Broom was well known locally, taking photographs in the streets, for instance of the Putney and Fulham WSPU shop and office at 905 Fulham Road and at popular events such as the English Church Pageant and the Bishop of London’s garden parties at Fulham Palace.

While Broom was living at 92 Munster Road, her work included many photographs of the armed forces. Some of her first shots in 1914 were of departing soldiers with their families on the platform at London Waterloo Station and a machine gun team of the 1st Irish Guards, shortly before they left for the front line. These images now appear more tragic than stirring: not one of the 14 Irish Guards soldiers in her photograph returned.

Broom also photographed women’s war work, including the Women’s Police Service and the Women’s Volunteer Reserve Signallers. At their busiest, mother and daughter produced 1,000 postcards per day of wartime images.
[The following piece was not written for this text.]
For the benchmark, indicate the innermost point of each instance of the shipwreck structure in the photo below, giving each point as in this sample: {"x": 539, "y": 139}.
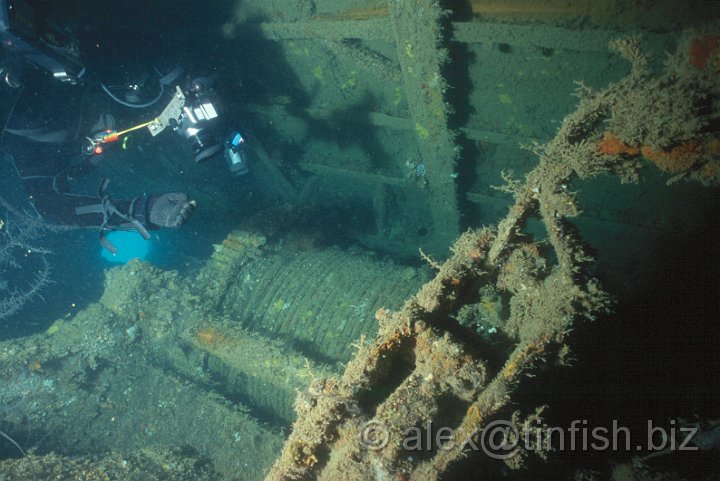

Post-war work and later life

After the war, Broom continued to photograph national events such as the crowds at the Victoria Memorial on Armistice Day 1918 and the state funeral of Edith Cavell in 1919. Her shots of the armed forces and royalty were published regularly, with the credit ‘Mrs Albert Broom’, in The Tatler, The Bystander, The Field and other society papers.

In 1937, Broom was interviewed in her drawing room by a reporter from the Westminster and Chelsea News, who was ‘confronted with hundreds of prints from a selection of some of the thousands of negatives – many of them irreplaceable – that are stored elsewhere in the house’.

Broom died after an illness on 5 June 1939.